SUNREIT plans to establish RM10b perpetual bond program for future financing given its high gearing level. We believe its ideal funding structure is a combination of existing borrowings and perpetual bonds to manage gearing and ensure DPU accretiveness. Maintain FY19-20E CNP, pending details of the perpetual bonds. Maintain MP but increase TP to RM1.85 (from RM1.65) on expectations of our ideal funding scenario and lower MGS.

Plans for a RM10b perp bond programme. Last week, SUNREIT announced plans to establish a RM10b Perpetual Note Programme (Perpetual Bonds) whereby net proceeds from the issuance will be utilised for financing investment activities, which include acquisitions, capex, refinancing borrowings and for working capital requirements. Financing rates and issuance amounts have yet to be determined, but the Group expects the first issuance by 4QFY19. SUNREIT is the first MREIT to embark on Perpetual Bonds for financing, joining the ranks of developers like SPSETIA, MAHSING as well as BOUSTEAD, whose perpetual bonds carries a c.6% p.a. coupon rate with a step-up rate after the fifth year.

SUNREITs ideal funding structure is a combination of existing borrowing facilities + perpetual bonds (refer to Scenario 3). Based on our analysis of the recent proposed acquisition of Sunway’s Education assets worth RM550m in Dec 2018, assuming perpetual bonds cost of debt is 6%, we believe SUNREIT’s best option for funding via a combination of existing borrowing facilities and perpetual bonds meet the criteria of: (i) ensuring the acquisition is DPU accretive, and (ii) able to keep SUNREITs high gearing of 0.39x at manageable levels of 0.40x. Cash calls via placements or rights issue are not suitable as they might be DPU decretive (Scenario 1.0 and 1.1) at current levels, while funding the acquisition fully via existing borrowing facilities would strain gearing levels to 0.43x (from 0.39x) despite being DPU accretive (Scenario 2).

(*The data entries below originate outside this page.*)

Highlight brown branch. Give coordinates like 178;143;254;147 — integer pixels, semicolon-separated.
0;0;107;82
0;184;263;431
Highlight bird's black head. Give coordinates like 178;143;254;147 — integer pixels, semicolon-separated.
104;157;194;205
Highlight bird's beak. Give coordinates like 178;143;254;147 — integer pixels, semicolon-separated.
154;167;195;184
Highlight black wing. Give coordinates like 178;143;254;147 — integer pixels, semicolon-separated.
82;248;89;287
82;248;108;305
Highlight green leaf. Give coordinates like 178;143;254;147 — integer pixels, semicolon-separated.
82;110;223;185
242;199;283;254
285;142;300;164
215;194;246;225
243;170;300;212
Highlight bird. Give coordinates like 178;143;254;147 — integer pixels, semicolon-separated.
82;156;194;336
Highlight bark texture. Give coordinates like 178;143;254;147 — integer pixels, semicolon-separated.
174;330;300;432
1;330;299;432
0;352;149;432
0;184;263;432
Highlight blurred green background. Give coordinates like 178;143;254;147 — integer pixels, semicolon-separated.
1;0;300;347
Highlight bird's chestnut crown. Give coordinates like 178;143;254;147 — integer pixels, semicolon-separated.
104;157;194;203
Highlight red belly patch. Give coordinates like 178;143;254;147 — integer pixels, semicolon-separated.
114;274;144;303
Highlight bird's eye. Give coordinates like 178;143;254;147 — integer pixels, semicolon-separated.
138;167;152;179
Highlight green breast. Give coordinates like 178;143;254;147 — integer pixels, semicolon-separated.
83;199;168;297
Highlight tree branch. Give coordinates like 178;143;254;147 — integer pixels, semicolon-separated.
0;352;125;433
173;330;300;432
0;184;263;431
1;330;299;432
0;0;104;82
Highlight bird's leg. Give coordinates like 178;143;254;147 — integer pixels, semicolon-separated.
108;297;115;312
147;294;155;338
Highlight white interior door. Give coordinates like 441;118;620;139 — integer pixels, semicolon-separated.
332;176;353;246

Equity shareholders should be cautious in the event the RM10b perpetual bond program is maxed out as declining revenue will be detrimental. In the hypothetical maximum case scenario, if SUNREIT fully utilises the RM10b perpetual bond programme, the risk for equity holders lies in a situation of declining revenues. Assuming a 5% decline in revenue on the back of the high perpetual bond cost, equity holders would feel the pinch as DPU could decrease by 16%. Therefore, it is imperative that SUNREIT maintains its revenue on an upward trajectory whilst managing cost.

Maintain FY19-20E CNP of RM300-312m, for now pending the finalised details of the perpetual bond issuance (size and borrowing rate). We are long-term positive on the perpetual bond only if it is utilised in combination with existing borrowing facilities that is DPU accretive, as it helps manage SUNREIT’s gearing levels.

Maintain MARKET PERFORM but increase TP to RM1.85 (from RM1.65). Assuming our ideal funding scenario (Scenario 3) materialises, we believe future acquisitions will remain DPU accretive, allowing SUNREIT to grow its asset base and earnings beyond the conventional cash calls and borrowing facilities. As such, we lower our spread to the 10-year MGS to +1.8ppt (from +2.2ppt) to price-in the uniqueness of SUNREIT having the only perpetual bond facility program which will allow it to grow quicker than other MREITs; however, failure to ensure DPU accretive acquisitions going forward may prompt us to revisit our valuations and earnings. We also lower our 10-year MGS target to 3.90% (from 4.20%) in line with our adjustment across the sector.